Chapter 5, A Crisis in My Mental History. One Stage Onward

For some years after this I wrote very little, and nothing regularly, for publication: and great were the advantages which I derived from the intermission. It was of no common importance to me, at this period, to be able to digest and mature my thoughts for my own mind only, without any immediate call for giving them out in print. Had I gone on writing, it would have disturbed the important transformation in my opinions and character, which took place during those years. The origin of this transformation, or at least the process by which I was prepared for it, can only be explained by turning some distance back.

Note from KBJ: I know whereof Mill speaks. My conversion to conservatism a few years ago, and consequent rejection of progressivism (in particular, feminism), has required a period of digestion and maturation. This blog has helped in that process, for it allows me to explore, analyze, experiment, and articulate. Most of my publications now seem alien to me, as though they were written by a different person. My future publications will be in moral and political philosophy rather than feminism and philosophy of law. Rape, about which I have published a great deal (too much?), lies at the intersection of feminism, philosophy of law, and social philosophy. It's not that I'm uninterested in these fields, but they seem less important to me than they did between 1983, when I began graduate school at the University of Arizona, and 2003, when I became a conservative (or rather, realized that I am a conservative). By the way, I have an advantage over my colleagues who have never been conservatives. I know both progressivism and conservatism from the inside. They know only progressivism. Think about Mill's test for the quality of a given pleasure:

From this verdict of the only competent judges, I apprehend there can be no appeal. On a question which is the best worth having of two pleasures, or which of two modes of existence is the most grateful to the feelings, apart from its moral attributes and from its consequences, the judgment of those who are qualified by knowledge of both, or, if they differ, that of the majority among them, must be admitted as final. (Utilitarianism, 1861, chap. 2)

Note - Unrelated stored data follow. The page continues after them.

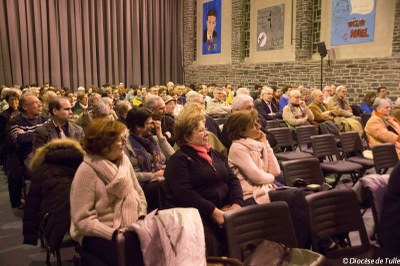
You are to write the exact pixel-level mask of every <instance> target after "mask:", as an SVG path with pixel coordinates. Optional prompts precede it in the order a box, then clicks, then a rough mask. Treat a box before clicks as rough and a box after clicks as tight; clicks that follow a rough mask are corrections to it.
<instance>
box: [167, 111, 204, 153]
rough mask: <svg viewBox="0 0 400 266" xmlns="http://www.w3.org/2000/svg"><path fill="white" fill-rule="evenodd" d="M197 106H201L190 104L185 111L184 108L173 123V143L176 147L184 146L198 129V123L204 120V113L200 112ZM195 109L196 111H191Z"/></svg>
mask: <svg viewBox="0 0 400 266" xmlns="http://www.w3.org/2000/svg"><path fill="white" fill-rule="evenodd" d="M197 105H201V104H199V103H191V104H190V105H189V108H187V109H186V110H185V108H186V106H185V108H183V109H182V111H181V112H180V113H179V116H178V118H177V120H176V121H175V141H176V143H177V144H178V146H182V145H184V144H185V143H186V142H187V139H188V138H189V137H190V136H191V135H192V134H193V131H194V130H195V129H196V128H197V127H198V125H199V123H200V122H201V121H205V120H206V116H205V113H204V112H200V110H199V109H198V108H199V107H197ZM191 106H192V107H191ZM196 109H197V110H198V111H195V112H193V111H191V110H196Z"/></svg>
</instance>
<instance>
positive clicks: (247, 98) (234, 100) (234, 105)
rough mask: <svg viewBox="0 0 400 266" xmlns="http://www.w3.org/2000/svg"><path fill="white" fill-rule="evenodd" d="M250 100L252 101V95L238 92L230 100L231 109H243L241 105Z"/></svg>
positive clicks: (236, 109)
mask: <svg viewBox="0 0 400 266" xmlns="http://www.w3.org/2000/svg"><path fill="white" fill-rule="evenodd" d="M248 101H251V102H253V101H254V100H253V97H251V96H250V95H247V94H240V95H237V96H236V97H235V98H233V101H232V111H240V110H242V109H243V105H244V103H245V102H248Z"/></svg>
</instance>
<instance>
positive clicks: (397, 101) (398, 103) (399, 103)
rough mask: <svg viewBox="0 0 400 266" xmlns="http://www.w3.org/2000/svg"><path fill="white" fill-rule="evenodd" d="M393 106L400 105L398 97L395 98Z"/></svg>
mask: <svg viewBox="0 0 400 266" xmlns="http://www.w3.org/2000/svg"><path fill="white" fill-rule="evenodd" d="M394 106H395V107H400V98H397V100H396V101H395V102H394Z"/></svg>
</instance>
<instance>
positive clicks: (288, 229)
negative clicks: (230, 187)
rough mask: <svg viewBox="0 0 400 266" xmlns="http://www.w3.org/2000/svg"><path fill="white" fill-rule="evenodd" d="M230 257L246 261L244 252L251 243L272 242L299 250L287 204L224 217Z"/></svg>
mask: <svg viewBox="0 0 400 266" xmlns="http://www.w3.org/2000/svg"><path fill="white" fill-rule="evenodd" d="M224 217H225V232H226V238H227V244H228V254H229V257H231V258H236V259H239V260H241V261H243V257H242V250H243V247H244V245H246V244H247V243H249V242H252V243H254V244H259V243H260V242H261V241H262V240H264V239H266V240H271V241H275V242H279V243H282V244H284V245H286V246H288V247H297V240H296V235H295V232H294V229H293V224H292V220H291V218H290V213H289V207H288V205H287V204H286V203H285V202H271V203H266V204H259V205H252V206H247V207H243V208H240V209H236V210H234V211H228V212H226V213H225V214H224Z"/></svg>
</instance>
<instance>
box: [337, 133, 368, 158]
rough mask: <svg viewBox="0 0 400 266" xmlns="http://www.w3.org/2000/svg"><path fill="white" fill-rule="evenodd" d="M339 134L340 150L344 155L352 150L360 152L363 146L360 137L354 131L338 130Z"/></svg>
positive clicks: (350, 151) (356, 133)
mask: <svg viewBox="0 0 400 266" xmlns="http://www.w3.org/2000/svg"><path fill="white" fill-rule="evenodd" d="M339 135H340V143H341V144H342V151H343V154H344V155H345V156H346V155H348V154H349V153H353V152H358V153H361V152H362V150H363V146H362V142H361V138H360V135H359V134H358V133H357V132H356V131H348V132H340V133H339Z"/></svg>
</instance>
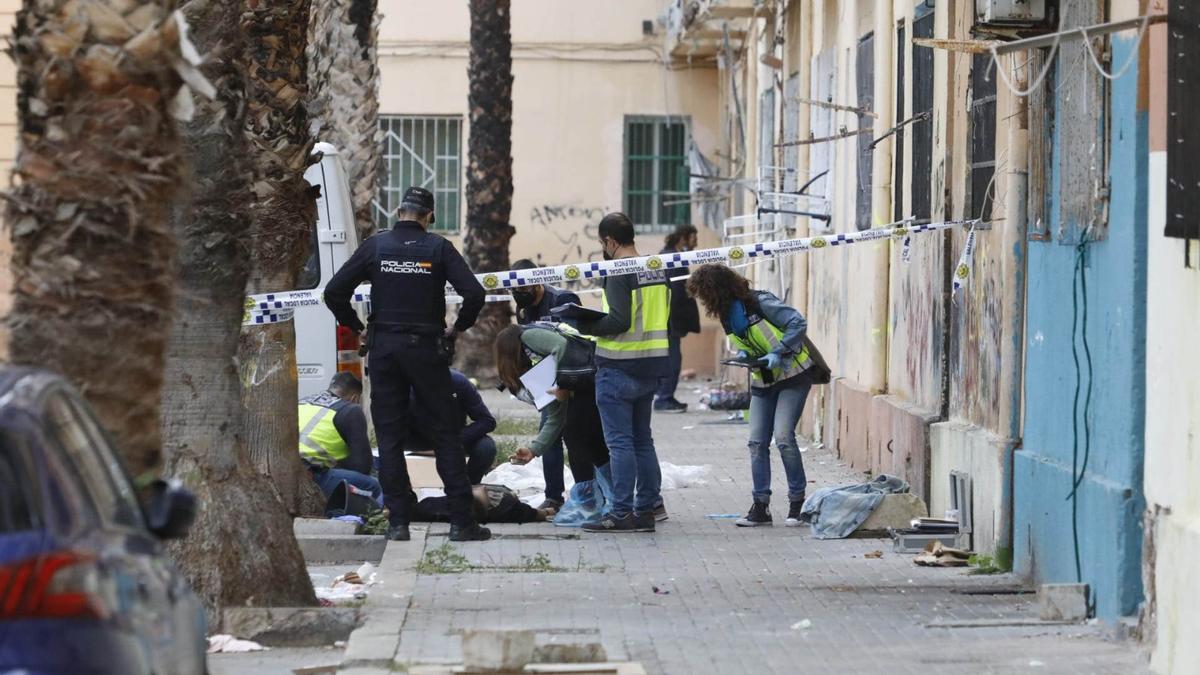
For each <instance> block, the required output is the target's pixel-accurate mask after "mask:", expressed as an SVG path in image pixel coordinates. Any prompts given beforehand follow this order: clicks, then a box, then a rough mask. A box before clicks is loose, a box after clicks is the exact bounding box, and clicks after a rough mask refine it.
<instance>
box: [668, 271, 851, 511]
mask: <svg viewBox="0 0 1200 675" xmlns="http://www.w3.org/2000/svg"><path fill="white" fill-rule="evenodd" d="M688 292H689V293H691V294H692V295H694V297H696V298H698V299H700V301H701V304H703V305H704V310H706V311H707V312H708V315H709V316H712V317H714V318H716V319H720V322H721V327H722V328H724V329H725V334H726V335H727V336H728V339H730V342H731V344H732V345H733V347H734V348H736V350H739V351H740V353H739V356H740V357H743V358H745V359H755V360H758V362H760V363H761V364H762V365H761V366H760V368H755V369H752V370H751V398H750V441H749V443H748V444H749V447H750V476H751V483H752V484H754V492H752V496H754V504H752V506H751V507H750V513H749V514H746V516H745V518H743V519H740V520H738V521H737V525H739V526H742V527H755V526H760V525H770V524H772V516H770V508H769V506H770V455H769V449H770V440H772V437H774V438H775V448H776V449H778V450H779V458H780V460H782V462H784V473H786V474H787V500H788V502H790V507H788V510H787V525H788V526H797V525H799V524H800V509H802V507H803V506H804V496H805V488H806V486H808V479H806V478H805V474H804V461H803V460H802V459H800V450H799V447H797V444H796V426H797V424H798V423H799V420H800V413H803V412H804V402H805V401H806V400H808V396H809V389H811V388H812V384H814V383H820V384H823V383H828V382H829V369H828V368H827V366H826V365H824V362H823V359H822V358H821V353H820V352H817V348H816V347H815V346H814V345H812V342H811V341H809V340H808V337H806V333H808V322H805V321H804V317H803V316H802V315H800V312H798V311H797V310H796V309H793V307H791V306H788V305H786V304H784V301H782V300H780V299H779V298H776V297H775V295H773V294H772V293H770V292H768V291H754V289H751V288H750V282H749V281H746V279H745V277H744V276H742V275H740V274H738V273H736V271H733V270H732V269H730V268H727V267H725V265H719V264H708V265H703V267H701V268H700V269H695V270H692V273H691V279H689V280H688Z"/></svg>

How can someone who has never been a conservative be fair to it, especially in a setting (academia) that is dominated to the point of suffocation by progressivism?

Note 2 from KBJ: It will be objected that, by this logic, I, a lifelong atheist, cannot be fair to theism. There's a sense in which that's true. Perhaps it comes to this. If you've never been "inside" a particular doctrine, ideology, normative theory, institution, or worldview, it takes a great deal of sympathetic imagination (as well as effort) to be fair to it. I do my best to be fair to theism. I have the utmost respect for theists. Indeed, because I've never been a theist, I bend over backward to be fair to theism. In my experience, progressives do almost nothing to be fair to conservatism. Many are proudly unfair to it, treating it as something to be crushed (like a cockroach, as I used to put it) rather than as a source of arguments to be criticized. This, of course, is antithetical to scholarship. Can academia recover from this sad state of affairs? Only if administrators make a conscious effort to ensure that conservatism is well represented on faculties. They can do this only if they receive support from progressive faculty members. Will they get it? Probably not. Progressive academics put solidarity ahead of robust inquiry and vigorous criticism. It's too bad, because they would be better scholars, and even better progressives, if they had colleagues who disagreed with them. If everyone you talk to shares your beliefs and values, you learn nothing from them. It's like talking to yourself. How much have you learned from yourself lately?